Gegen Dinge wie Suchbegriffe, Falscheingaben,  hab ich eigentlich nichts, google lernt so und die suche funktioniert wieder ein Quenchen besser.

genauso SteetView. Mega Aufstand und später nutzt es wieder jeder in seinem Navi oder um sich anzusehen wie es im Urlaub vor Ort aussieht.


----------



## Genghis99 (30. August 2011)

Irgendwann - macht man was, bei dem man sich unbeobachtet fühlt, und die ganze Welt guckt zu. Big Brother - unfreiwillig und ohne Preise.
Wenn wir verhindern wollen, das jeder Idiot überall seine Neugier befriedigt (sei es ein Spanner oder Google)  muss man sich halt wehren.
Gegen Spanner hilft ein Rolladen, gegen Google Adblock, Plugins und etc.

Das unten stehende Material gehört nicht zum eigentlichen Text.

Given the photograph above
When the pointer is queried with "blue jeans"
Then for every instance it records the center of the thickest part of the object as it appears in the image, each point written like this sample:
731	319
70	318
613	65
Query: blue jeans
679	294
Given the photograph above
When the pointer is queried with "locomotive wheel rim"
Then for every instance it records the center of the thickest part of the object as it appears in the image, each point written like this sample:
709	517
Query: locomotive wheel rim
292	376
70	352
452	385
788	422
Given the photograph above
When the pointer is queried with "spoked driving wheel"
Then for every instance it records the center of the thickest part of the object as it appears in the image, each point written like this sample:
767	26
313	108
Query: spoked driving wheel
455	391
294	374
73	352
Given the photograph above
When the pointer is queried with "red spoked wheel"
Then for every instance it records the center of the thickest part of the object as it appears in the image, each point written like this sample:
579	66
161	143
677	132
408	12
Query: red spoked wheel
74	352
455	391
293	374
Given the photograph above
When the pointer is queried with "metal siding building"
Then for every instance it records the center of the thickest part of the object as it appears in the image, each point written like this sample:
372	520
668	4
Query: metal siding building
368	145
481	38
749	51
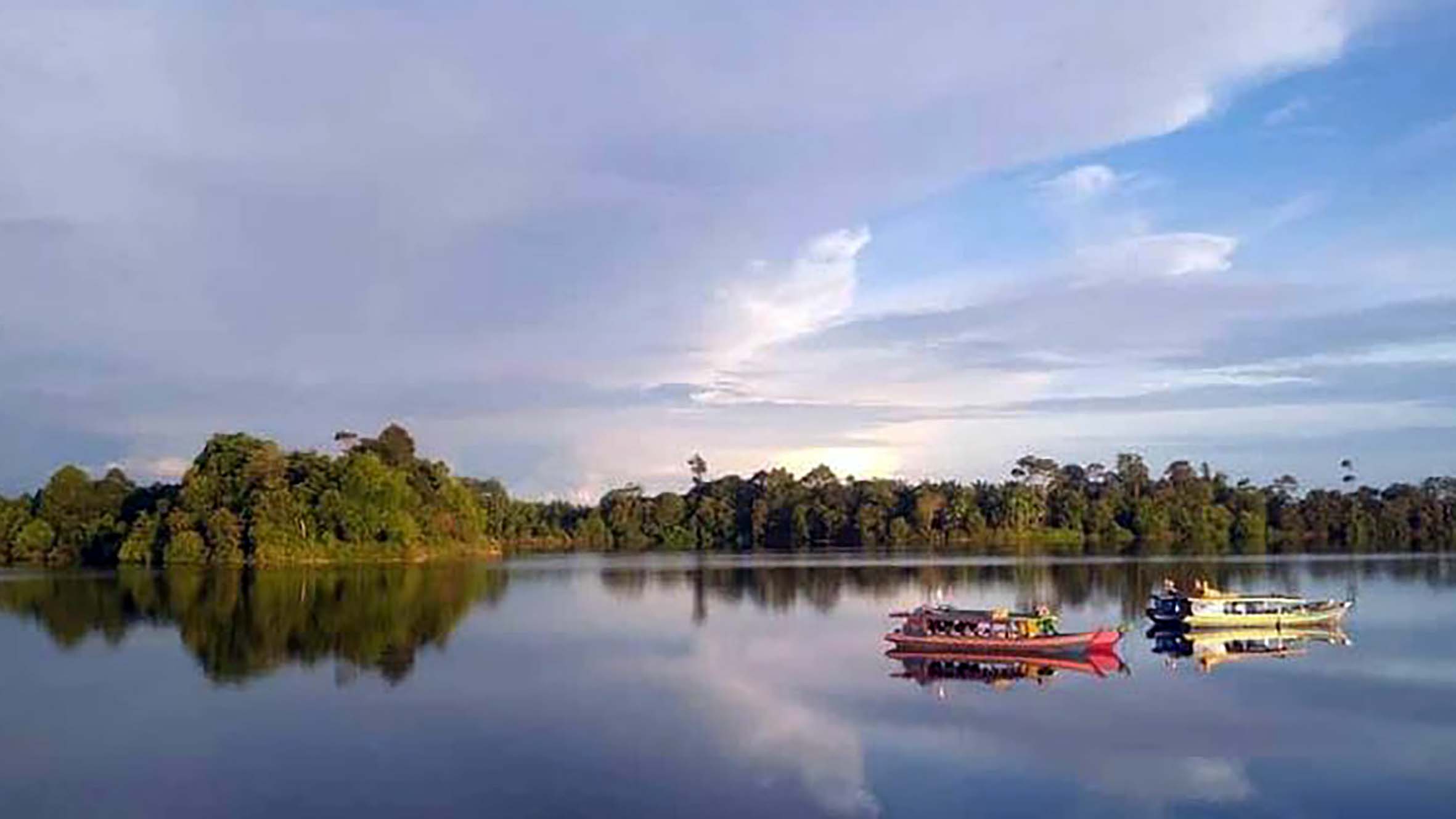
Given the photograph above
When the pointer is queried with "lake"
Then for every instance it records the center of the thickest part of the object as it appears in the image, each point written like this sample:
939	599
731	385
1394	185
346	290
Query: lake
673	686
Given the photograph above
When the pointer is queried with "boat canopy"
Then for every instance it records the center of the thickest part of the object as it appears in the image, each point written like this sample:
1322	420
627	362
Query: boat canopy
975	614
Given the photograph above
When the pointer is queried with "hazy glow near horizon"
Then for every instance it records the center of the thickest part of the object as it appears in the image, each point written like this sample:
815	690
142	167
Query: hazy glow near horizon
573	245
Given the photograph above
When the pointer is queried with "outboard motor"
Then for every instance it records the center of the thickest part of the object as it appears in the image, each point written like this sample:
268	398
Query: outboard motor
1169	606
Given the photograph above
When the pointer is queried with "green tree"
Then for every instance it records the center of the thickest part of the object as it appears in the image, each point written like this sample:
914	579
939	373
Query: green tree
33	545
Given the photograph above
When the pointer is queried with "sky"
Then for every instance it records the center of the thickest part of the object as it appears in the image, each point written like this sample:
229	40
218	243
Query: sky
570	243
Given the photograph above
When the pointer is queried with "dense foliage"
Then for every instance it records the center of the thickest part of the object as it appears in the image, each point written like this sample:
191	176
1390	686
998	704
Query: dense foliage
245	501
1057	508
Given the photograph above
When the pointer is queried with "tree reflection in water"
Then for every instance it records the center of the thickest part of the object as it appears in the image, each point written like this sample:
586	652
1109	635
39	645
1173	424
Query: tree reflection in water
242	623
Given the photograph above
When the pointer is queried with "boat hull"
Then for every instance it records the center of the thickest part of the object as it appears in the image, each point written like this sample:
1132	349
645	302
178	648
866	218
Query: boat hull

Es ist nämlich keine Frage, ob der Einzelne was zu verbergen hat - es ist die Frage, wieweit wir solche Leute gehen lassen.


----------



## nyso (30. August 2011)

Das ist schon seit Monaten draußen

Außerdem gibt es für Webseitenbetreiber die Möglichkeit, die Daten zu anonymisieren. Die letzten vier Ziffern der IP werden nicht übertragen, damit ist eine Zuordnung unmöglich.


----------